To run the code in this repository, you need to have Julia installed which can be downloaded at https://julialang.org/downloads/. Please note that Julia Version 1.10.4 was used as referenced in the Manifest.toml file.
Clone this repository to your local machine.
git clone https://github.com/girochat/DataDrivenEquationDiscovery.git
For reproducibility, it is recommended to use the directory of the project as a Julia environment:
- Go to the Code directory of the repository:
cd /your_path_to_the_repo/DataDrivenEquationDiscovery/Code - Open Julia and open the REPL by pressing ']'
- In the REPL, activate the local environment and instantiate the packages:
pkg> activate .
pkg> instantiate
Pluto.jl is an interactive notebook environment for Julia similar to Jupyter for Python. It provides interactivity for running the UDE approximation and E-SINDy and visualising the results. To open the notebook, follow these steps:
Start the Pluto notebook in Julia:
using Pluto
Pluto.run()
In the Pluto interface, open the desired notebook file to start exploring the method and visualising the results.
If you prefer using Jupyter Notebook, the Jupyter version of the Pluto notebooks are also provided.
The UDE scripts are specific to the ODE model considered and take some file argument. Make sure to be in the Code/ folder before running the command or replace the dot in --project=. by the relative/absolute path to the Code/ directory.
To run the NFB model UDE approximation script:
julia --project=. NFB_ude_approximation.jl \
<NFB model type (no/a/b/ab)> \
<input concentration> \
<save parameters (y/n)> \
<load parameters (y/n)> \
To run the ERK model UDE approximation script:
julia --project=. ERK_ude_approximation.jl \
<Growth factor type (EGF/NGF)> \
<Type of input concentration (high/low)> \
<pulse duration> \
<pulse frequency> \
<save parameters (y/n)> \
<load parameters (y/n)> \
Any output obtained with the UDE approximation scripts (CSV format) can be used to run the E-SINDy script. It also takes file arguments:
julia --project=. esindy.jl \
<model type (NFB/ERK)> \
<Number of bootstraps> \
<Coefficient threshold> \
<Output filename> \
<List of CSV files> \
This project relies on several important Julia packages for data-driven modeling and differential equations:
-
ModelingToolkit.jl
ModelingToolkit.jl is used for symbolic modeling of dynamical systems.

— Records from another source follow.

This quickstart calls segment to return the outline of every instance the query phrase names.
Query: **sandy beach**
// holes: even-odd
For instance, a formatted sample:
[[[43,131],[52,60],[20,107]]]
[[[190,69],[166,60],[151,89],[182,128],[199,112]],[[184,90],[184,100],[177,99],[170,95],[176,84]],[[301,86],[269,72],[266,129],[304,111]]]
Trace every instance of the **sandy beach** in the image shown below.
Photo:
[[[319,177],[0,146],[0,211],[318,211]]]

It provides a high-performance, composable modeling framework for automatically parallelized scientific computing. -
Lux.jl
Lux.jl is employed for building neural networks. It offers a flexible and extensible deep learning framework with a focus on compatibility with scientific computing packages. -
DataDrivenDiffEq.jl
DataDrivenDiffEq.jl is central to the data-driven modeling approach of this project. It provides tools for discovering governing equations from data, including implementation of Sparse Identification of Nonlinear Dynamics (SINDy) -
DataDrivenSparse.jl
DataDrivenSparse.jl was used for sparse regression and feature selection for the models. It implements algorithms such as:- STLSQ
- ADAM
- SR3
-
HyperTuning.jl
HyperTuning.jl was used to optimise the hyperparameters of the sparse regression algorithm which play a crucial part to obtain the optimal solution to the problem.
These libraries form the backbone of this data-driven modeling pipeline, enabling to discover and analyse complex dynamical systems from experimental data.

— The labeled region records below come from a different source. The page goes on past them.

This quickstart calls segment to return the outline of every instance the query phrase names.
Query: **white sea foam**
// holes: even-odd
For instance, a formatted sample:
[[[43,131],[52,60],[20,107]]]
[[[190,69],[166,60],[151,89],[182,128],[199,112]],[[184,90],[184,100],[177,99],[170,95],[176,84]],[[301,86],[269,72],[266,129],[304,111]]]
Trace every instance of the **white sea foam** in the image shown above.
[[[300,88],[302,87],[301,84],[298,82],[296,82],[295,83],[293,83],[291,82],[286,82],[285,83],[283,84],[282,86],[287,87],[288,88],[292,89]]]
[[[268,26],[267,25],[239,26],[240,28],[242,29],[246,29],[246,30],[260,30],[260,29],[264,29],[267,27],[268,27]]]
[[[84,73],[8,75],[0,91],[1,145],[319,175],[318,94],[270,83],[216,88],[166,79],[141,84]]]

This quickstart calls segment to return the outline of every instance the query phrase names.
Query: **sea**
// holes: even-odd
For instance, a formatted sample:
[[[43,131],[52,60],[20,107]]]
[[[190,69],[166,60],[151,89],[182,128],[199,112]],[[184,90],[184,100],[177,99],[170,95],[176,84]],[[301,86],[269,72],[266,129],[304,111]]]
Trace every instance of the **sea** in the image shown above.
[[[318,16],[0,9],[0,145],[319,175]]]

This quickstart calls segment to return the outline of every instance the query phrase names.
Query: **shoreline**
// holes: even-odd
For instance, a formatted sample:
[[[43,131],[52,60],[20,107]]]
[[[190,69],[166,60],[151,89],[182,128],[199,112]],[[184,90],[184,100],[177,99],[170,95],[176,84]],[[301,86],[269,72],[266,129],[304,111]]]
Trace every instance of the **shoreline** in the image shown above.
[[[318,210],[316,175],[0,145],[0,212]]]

[1] D. Daniels et al. (2015). Chapter 13: Parameter Estimation, Sloppiness, and Model Identifiability in "Quantitative Biology: Theory, Computational Methods and Examples of Models".
[2] Ryu et al. (2015). "Frequency modulation of ERK activation dynamics rewires cell fate". DOI
[3] Rackauckas et al. (2021). "Universal Differential Equations for Scientific Machine Learning". DOI
[4] Brunton et al. (2016). "Discovering governing equations from data by sparse identification of nonlinear dynamical systems". DOI
[5] Fasel et al. (2022). "Ensemble-SINDy: Robust sparse model discovery in the low-data, high-noise limit, with active learning and control". DOI
This project is licensed under the terms of the MIT license.